‹ Cours familier de Littérature - Volume 28Chapitre 25 sur 142 · LVI

LVI

Chateaubriand jeta loyalement son seul moyen de vivre, sa pension de pair de France, à la révolution de Juillet. Il ne lui restait, et encore grevée de dettes, que la maison de l'hospice de Marie-Thérèse, dans la rue d'Enfer, fondée par lui à l'aide des bienfaits de madame la duchesse d'Angoulême et des souscriptions de quelques royalistes. Il vivait à peine de ces débris: il fallut bientôt y renoncer.

Il avait tenté, en 1822, de mettre en loterie sa retraite de la Vallée-aux-Loups; les ministres d'alors, quoique ses ennemis, n'avaient pas osé lui en refuser l'autorisation nécessaire; mais on ne connaissait pas, en ce temps-là, la puissance des capitaux divisés pour former de grosses sommes: c'est la pluie dont les gouttes forment les rivières.

Chateaubriand, comptant sur l'immense popularité de son nom, créa, au lieu de vingt-cinq centimes, ses billets à mille francs; il fut trompé dans son espoir, et ne plaça que trois billets: M. Lainé en prit un _incognito_, et ne voulut jamais en recevoir le prix restitué, ne voulant pas de cet hommage à un grand homme retirer même son intention généreuse.

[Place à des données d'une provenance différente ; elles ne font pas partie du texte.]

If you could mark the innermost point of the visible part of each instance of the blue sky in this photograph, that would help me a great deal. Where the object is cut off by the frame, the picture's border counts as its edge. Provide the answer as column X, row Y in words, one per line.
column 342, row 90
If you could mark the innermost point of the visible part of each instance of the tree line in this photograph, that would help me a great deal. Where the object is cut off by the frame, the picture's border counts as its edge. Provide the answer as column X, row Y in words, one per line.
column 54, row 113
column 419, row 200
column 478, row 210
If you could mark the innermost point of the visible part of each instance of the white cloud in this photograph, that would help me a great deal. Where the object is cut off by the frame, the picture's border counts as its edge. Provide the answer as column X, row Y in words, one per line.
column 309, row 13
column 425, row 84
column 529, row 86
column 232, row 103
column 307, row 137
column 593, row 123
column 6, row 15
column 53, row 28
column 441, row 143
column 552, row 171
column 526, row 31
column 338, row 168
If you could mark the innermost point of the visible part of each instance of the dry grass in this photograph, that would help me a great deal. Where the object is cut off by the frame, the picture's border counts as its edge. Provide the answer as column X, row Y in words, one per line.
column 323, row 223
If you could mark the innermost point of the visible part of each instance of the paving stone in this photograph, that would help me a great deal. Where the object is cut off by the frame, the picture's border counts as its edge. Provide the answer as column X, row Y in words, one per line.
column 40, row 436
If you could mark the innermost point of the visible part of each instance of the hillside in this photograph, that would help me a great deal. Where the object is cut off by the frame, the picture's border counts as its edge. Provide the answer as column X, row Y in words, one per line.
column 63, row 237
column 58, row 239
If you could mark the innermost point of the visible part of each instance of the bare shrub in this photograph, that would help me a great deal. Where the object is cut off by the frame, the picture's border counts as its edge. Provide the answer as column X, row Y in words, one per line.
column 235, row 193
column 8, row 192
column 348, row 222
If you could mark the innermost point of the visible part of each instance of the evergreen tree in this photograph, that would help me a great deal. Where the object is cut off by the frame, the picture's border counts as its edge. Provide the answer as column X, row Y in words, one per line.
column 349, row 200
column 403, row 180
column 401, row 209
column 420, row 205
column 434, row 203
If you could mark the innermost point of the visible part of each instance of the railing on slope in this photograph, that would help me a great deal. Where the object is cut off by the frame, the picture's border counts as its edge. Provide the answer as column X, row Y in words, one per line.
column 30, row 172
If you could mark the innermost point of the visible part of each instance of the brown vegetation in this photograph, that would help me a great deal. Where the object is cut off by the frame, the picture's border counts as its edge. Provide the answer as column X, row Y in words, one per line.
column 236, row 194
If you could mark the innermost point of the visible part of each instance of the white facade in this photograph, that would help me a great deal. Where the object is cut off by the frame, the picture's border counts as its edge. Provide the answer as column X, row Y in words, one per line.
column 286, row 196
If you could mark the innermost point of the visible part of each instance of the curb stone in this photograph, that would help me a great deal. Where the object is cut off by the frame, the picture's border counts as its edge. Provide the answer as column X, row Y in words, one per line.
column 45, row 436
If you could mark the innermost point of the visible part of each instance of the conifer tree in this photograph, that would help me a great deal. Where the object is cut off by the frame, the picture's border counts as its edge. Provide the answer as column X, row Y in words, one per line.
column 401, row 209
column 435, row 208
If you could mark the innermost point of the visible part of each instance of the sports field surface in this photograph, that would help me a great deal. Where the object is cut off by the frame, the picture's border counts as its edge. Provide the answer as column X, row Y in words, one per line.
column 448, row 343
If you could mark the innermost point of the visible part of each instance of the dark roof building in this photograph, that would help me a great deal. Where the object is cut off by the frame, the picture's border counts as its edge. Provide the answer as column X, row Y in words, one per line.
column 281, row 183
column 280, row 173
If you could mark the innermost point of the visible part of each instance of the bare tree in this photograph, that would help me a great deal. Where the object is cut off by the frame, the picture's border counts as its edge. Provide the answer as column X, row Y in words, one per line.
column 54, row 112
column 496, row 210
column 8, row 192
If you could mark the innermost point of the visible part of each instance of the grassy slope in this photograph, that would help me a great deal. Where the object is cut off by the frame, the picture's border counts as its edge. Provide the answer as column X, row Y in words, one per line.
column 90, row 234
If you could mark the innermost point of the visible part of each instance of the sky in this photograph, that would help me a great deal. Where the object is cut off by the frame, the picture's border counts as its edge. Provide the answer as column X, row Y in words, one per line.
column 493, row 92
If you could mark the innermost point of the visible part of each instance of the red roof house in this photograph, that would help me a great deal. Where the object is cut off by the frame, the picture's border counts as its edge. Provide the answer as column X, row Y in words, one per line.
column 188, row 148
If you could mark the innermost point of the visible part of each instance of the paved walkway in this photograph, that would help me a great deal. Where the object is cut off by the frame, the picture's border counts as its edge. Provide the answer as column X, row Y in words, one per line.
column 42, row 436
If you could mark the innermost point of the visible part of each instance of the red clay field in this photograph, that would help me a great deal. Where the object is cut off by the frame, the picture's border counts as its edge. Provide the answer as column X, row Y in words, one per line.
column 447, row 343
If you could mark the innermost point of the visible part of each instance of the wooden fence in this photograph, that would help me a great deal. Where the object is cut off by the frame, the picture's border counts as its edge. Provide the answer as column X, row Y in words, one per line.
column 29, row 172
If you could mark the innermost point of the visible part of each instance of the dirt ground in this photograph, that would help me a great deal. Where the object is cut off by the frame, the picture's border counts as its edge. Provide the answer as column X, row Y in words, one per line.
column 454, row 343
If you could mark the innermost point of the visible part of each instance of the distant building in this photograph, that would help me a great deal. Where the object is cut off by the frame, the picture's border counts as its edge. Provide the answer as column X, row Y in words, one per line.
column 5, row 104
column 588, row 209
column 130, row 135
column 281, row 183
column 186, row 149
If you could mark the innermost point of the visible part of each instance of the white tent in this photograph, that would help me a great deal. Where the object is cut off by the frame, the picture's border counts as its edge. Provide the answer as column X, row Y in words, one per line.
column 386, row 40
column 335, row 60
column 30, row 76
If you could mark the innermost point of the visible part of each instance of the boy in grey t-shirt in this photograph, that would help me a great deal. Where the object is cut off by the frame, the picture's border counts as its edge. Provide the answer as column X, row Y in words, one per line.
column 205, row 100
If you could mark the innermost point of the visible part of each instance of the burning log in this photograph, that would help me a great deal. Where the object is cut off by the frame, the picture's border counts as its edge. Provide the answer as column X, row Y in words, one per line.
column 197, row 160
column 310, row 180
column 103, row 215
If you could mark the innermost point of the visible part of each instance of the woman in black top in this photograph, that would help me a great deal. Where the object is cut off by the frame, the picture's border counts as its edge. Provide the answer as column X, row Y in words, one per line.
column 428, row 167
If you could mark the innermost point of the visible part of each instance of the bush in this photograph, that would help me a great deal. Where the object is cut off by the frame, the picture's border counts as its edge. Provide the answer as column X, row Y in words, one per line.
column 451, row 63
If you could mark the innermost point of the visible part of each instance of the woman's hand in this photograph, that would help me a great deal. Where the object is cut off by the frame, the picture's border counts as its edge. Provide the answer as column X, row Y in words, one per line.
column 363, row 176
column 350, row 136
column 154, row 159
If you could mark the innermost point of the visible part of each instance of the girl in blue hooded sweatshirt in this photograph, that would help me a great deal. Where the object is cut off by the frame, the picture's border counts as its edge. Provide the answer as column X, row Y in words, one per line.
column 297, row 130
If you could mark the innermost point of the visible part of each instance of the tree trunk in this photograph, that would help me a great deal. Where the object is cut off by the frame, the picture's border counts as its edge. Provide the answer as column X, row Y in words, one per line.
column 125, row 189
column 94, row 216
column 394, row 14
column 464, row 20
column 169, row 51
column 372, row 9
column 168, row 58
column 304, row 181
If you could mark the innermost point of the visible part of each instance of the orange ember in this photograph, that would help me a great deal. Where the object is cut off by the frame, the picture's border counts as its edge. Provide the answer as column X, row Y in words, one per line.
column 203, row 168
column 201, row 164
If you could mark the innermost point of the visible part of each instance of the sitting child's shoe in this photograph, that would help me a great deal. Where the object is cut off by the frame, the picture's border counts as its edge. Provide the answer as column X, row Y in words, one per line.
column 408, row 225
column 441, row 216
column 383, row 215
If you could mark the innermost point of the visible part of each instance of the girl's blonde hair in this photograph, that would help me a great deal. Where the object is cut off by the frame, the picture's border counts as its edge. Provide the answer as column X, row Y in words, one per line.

La loterie échoua, et M. de Montmorency acheta l'ermitage de la Vallée-aux-Loups.

Je suis allé souvent, dans ce temps-là, invité par Mathieu de Montmorency, m'asseoir, dans ce modeste asile, à la table que M. de Chateaubriand avait cédée à son illustre ami. Ses arbres et ses fontaines semblaient le pleurer; il faut avoir passé comme moi par la dépossession pour connaître l'amertume de la vie. Encore, la dépossession de la Vallée-aux-Loups ne dépouillait Chateaubriand que de ses espérances; mais les tombeaux de ses pères et les souvenirs de son enfance n'étaient pas là, et il n'en avait pas sacrifié le prix au salut d'un pays ingrat!